Scientists however have not been able to identify a definitive cause for why a person develops Obsessive-Compulsive Disorder (OCD).
The potential causes of OCD can involve one or a combination of; neurobiological, genetic (my mother and my grandmother), learned behaviors (seeing my mother perform her rituals although I do not copy any), pregnancy, environmental factors or specific events that trigger the disorder in a specific individual at a particular point in time.
For me, it has been a catalyst of a series of traumatic events that have caused me to cocoon myself, although cerebellar atrophy is also linked to OCD which I was diagnosed with about 11 years ago, which makes no sense as I have had OCD for about 30 years now.
The way I see it although there may be other factors that have caused me to have OCD including it being hereditary, I strongly believe PTSD is a leading source of why I have OCD and how people have treated me in the past that has made me the person I am today. Some of the trauma is the loss of my parents and my brother but I also was subjected to physical and mental abuse. So my story is colorful, to say the least.
I am passionate about the cause because I have been a lifelong sufferer and always keep up to date with ways to alleviate the symptoms as well as helping others with motivation and inspiration, at the same time as helping myself.
OCD Is An Invisible Disability.
OCD Is An Invisible Disability and if you ask anyone who has got OCD would they want to trade for a normal life you will find everyone would agree including myself that OCD can be a living hell and would want the nightmare to end.

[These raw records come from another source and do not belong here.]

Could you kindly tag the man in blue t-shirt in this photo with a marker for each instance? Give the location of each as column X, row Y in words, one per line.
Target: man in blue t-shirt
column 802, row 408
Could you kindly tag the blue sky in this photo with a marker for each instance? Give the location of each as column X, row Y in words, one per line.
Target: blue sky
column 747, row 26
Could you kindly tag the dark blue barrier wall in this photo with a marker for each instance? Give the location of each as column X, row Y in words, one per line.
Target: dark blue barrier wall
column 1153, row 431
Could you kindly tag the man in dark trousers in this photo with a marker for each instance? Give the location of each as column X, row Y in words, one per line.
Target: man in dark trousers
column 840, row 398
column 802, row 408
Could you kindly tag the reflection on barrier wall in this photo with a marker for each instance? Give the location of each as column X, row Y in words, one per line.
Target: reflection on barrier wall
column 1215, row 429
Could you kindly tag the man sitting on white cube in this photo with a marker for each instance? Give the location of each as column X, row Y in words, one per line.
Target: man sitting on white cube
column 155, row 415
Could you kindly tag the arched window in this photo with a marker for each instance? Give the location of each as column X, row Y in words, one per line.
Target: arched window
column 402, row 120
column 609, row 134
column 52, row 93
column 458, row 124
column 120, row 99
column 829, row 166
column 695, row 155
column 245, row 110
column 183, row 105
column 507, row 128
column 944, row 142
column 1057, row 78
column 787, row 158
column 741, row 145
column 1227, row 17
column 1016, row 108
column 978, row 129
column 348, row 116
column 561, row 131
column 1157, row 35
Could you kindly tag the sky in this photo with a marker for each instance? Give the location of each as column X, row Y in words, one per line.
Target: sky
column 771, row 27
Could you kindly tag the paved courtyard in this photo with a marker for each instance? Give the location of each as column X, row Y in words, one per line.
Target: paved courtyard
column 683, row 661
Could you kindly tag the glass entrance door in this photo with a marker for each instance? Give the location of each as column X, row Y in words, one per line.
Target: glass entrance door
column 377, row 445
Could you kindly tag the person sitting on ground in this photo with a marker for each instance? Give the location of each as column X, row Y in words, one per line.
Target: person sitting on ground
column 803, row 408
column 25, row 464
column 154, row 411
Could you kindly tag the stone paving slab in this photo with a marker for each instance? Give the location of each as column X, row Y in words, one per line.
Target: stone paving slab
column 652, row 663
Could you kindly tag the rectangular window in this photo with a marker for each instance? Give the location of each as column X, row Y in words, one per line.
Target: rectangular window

People who do not understand OCD may be judgemental or may even mock a person. That is why it is so important to not let people’s opinions influence your way of thinking. Everyone is entitled to their own opinion and at the end of the day it is their opinion, not yours. It is your opinion that matters the most not someone else’s.
One needs to be in the right frame of mind to make changes to one’s life and also to conquer OCD.

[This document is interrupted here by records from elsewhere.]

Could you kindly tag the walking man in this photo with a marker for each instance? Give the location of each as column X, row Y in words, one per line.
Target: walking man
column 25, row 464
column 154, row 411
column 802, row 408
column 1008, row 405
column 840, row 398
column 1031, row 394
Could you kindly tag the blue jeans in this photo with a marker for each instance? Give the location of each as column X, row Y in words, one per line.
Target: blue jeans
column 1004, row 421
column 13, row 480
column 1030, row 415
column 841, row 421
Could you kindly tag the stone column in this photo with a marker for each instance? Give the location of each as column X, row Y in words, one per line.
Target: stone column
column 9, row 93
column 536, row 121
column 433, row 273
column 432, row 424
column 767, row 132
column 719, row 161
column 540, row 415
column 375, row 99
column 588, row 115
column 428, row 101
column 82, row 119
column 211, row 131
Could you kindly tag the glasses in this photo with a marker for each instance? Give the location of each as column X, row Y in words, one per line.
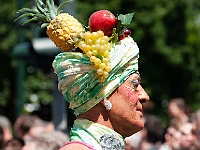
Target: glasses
column 135, row 79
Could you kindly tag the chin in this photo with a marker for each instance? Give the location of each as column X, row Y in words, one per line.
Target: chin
column 135, row 128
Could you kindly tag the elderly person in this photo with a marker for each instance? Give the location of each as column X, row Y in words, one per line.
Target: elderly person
column 107, row 111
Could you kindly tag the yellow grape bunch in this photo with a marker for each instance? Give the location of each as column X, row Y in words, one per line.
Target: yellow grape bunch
column 97, row 46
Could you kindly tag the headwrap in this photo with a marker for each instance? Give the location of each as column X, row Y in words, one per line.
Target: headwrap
column 77, row 77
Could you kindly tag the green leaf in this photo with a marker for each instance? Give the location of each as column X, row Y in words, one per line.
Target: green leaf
column 125, row 19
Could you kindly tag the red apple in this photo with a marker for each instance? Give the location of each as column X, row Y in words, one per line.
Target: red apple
column 102, row 20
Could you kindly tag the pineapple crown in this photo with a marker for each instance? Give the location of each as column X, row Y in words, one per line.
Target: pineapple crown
column 44, row 12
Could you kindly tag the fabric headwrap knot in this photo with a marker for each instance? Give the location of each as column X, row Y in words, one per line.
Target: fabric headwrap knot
column 78, row 81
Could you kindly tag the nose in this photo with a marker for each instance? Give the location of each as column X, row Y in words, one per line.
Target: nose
column 143, row 96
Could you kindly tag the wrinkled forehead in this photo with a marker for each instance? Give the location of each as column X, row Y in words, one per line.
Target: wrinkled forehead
column 135, row 76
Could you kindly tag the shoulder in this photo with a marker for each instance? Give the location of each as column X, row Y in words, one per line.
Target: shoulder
column 76, row 145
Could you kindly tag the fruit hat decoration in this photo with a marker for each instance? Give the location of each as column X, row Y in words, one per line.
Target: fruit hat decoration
column 95, row 62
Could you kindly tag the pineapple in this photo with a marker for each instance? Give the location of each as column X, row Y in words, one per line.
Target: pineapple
column 62, row 28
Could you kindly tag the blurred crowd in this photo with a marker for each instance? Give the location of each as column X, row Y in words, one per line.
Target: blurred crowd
column 30, row 132
column 182, row 132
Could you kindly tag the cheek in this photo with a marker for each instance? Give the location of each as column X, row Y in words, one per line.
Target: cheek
column 129, row 94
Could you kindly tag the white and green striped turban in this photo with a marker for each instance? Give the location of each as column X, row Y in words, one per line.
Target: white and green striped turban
column 77, row 79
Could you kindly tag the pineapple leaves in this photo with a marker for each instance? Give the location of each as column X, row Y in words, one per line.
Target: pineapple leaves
column 61, row 5
column 51, row 8
column 41, row 7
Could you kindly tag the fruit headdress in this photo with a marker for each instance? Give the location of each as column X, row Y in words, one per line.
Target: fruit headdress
column 96, row 60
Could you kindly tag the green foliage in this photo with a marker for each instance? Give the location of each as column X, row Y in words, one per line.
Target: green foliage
column 167, row 33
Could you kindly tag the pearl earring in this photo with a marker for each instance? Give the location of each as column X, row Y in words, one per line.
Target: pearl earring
column 108, row 104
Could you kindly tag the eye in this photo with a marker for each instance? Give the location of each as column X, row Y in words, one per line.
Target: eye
column 135, row 83
column 136, row 80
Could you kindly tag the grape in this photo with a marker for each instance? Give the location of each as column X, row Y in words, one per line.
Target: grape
column 101, row 49
column 93, row 47
column 101, row 78
column 106, row 54
column 89, row 53
column 94, row 52
column 92, row 58
column 98, row 41
column 102, row 65
column 96, row 46
column 108, row 68
column 86, row 34
column 87, row 48
column 102, row 42
column 94, row 36
column 97, row 61
column 89, row 41
column 100, row 33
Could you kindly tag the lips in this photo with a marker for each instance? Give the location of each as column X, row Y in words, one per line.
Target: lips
column 139, row 109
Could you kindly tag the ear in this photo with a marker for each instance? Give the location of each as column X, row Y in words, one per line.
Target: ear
column 107, row 104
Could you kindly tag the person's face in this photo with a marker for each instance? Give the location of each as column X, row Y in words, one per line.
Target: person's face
column 127, row 100
column 186, row 135
column 173, row 109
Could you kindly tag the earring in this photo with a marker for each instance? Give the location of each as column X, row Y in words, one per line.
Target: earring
column 108, row 104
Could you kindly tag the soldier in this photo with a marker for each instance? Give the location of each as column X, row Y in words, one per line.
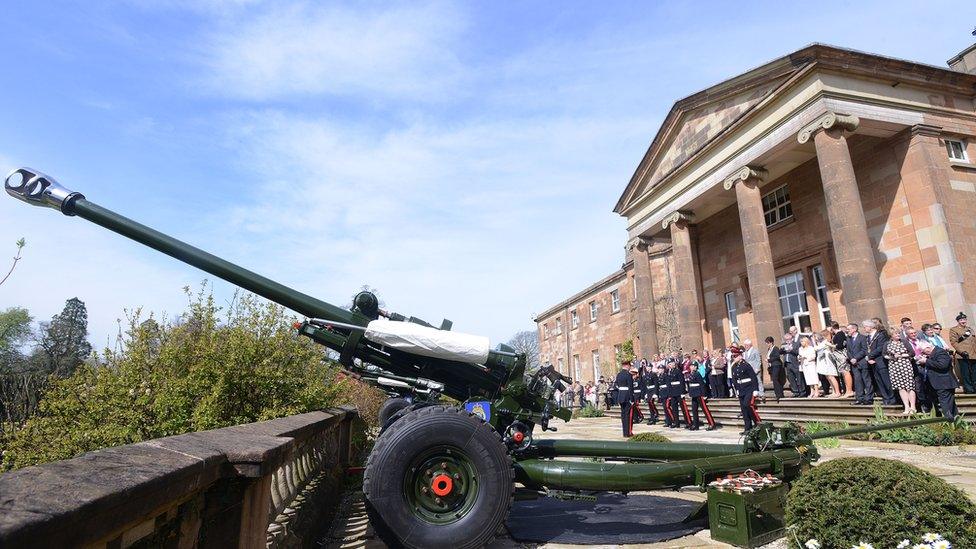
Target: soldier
column 650, row 382
column 696, row 391
column 938, row 367
column 625, row 399
column 744, row 378
column 676, row 387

You have to retrain your brain that what happened, happened and that there is nothing you can do about it apart from move on.
You need to set goals and take each day as it comes.

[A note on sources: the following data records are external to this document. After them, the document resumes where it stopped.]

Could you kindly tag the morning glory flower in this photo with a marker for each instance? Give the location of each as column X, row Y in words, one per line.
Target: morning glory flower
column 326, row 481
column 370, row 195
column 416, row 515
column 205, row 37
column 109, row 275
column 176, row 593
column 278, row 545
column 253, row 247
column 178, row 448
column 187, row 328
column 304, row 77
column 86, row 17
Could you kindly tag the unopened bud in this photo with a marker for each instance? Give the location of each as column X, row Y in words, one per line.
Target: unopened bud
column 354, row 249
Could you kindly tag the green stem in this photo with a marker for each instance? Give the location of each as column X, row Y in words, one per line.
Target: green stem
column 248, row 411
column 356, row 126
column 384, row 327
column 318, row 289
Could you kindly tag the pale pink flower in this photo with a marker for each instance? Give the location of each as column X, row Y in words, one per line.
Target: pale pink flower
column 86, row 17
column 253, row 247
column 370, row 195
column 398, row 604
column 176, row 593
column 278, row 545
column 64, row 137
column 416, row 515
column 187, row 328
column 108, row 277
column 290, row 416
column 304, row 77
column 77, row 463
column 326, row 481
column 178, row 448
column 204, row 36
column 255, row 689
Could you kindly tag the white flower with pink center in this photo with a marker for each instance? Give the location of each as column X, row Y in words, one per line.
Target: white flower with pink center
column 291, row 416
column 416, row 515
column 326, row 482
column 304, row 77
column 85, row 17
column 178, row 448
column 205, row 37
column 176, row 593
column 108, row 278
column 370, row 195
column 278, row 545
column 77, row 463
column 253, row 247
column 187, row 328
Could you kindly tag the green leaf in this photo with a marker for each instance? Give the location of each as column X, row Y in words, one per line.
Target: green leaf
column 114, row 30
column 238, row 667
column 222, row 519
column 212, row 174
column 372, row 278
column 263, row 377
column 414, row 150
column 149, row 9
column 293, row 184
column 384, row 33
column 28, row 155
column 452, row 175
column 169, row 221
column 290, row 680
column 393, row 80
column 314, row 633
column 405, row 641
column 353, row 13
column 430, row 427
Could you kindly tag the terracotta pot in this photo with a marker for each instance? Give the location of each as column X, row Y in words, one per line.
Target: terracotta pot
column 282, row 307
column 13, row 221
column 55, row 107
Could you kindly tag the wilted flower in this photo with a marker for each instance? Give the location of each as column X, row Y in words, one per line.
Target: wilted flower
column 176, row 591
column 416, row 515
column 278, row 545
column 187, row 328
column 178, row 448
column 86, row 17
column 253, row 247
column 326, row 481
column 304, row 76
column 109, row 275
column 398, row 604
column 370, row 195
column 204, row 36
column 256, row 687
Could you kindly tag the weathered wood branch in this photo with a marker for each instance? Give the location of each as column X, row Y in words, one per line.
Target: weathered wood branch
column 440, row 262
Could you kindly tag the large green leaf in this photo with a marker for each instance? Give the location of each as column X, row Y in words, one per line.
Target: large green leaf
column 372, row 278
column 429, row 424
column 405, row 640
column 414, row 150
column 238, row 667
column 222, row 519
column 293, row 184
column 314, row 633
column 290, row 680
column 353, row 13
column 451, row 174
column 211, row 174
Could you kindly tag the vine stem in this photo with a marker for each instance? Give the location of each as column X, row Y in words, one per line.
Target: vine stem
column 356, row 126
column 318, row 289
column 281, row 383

Take each day day by day and make small steps, behavioural therapy teaches you that anyway.
OCD changes our lives.
Once we find we are happy within ourselves, confident and secure our OCD will eventually subside. In the meantime talk with your GP about what types of medication they can prescribe to make the journey a bit easier.
For me one thing I have noticed is by expressing my thoughts in my online journal, I somehow can get whatever is ailing me at the time off my chest, so although I am not physically speaking with anyone, my readers who find value in the content I write will appreciate my comments.
You too can have your journal it does not have to be online but a diary where you can monitor your good days and your bad and even compare your days with your GP or consultant.
For me my therapy is writing, it is like letting go of a demon. I have brainwashed myself that I have to perform things in a certain way otherwise it will play on my mind but can honestly say I do try to resist my compulsive urges as much as I can. It does not work all the time as I find I do cave in, but I cannot be criticised for not trying.
I know once I am in my happier place my OCD will be a thing of the past but it’s only been 30 years later that I have started to do something about it, I was not in a position to but now I have an opportunity to learn, teach and heal.
Once you can admit to yourself what your insecurities are you are one step closer to battling your illness.
For me, it is a constant battle but I know where I am going with this I may never be completely cured but once I am in a happier place I know I will be on the road to recovery.
At the moment I prefer to be a recluse and not allow anyone to enter my world. I am not ready to make that step, especially with the FEAR Coronavirus Covid-19 Pandemic and I do not want to contract the virus as it could potentially kill my daughter who has a very low immune system, secondly, she will not be able to even take the vaccine as it is a live virus including myself.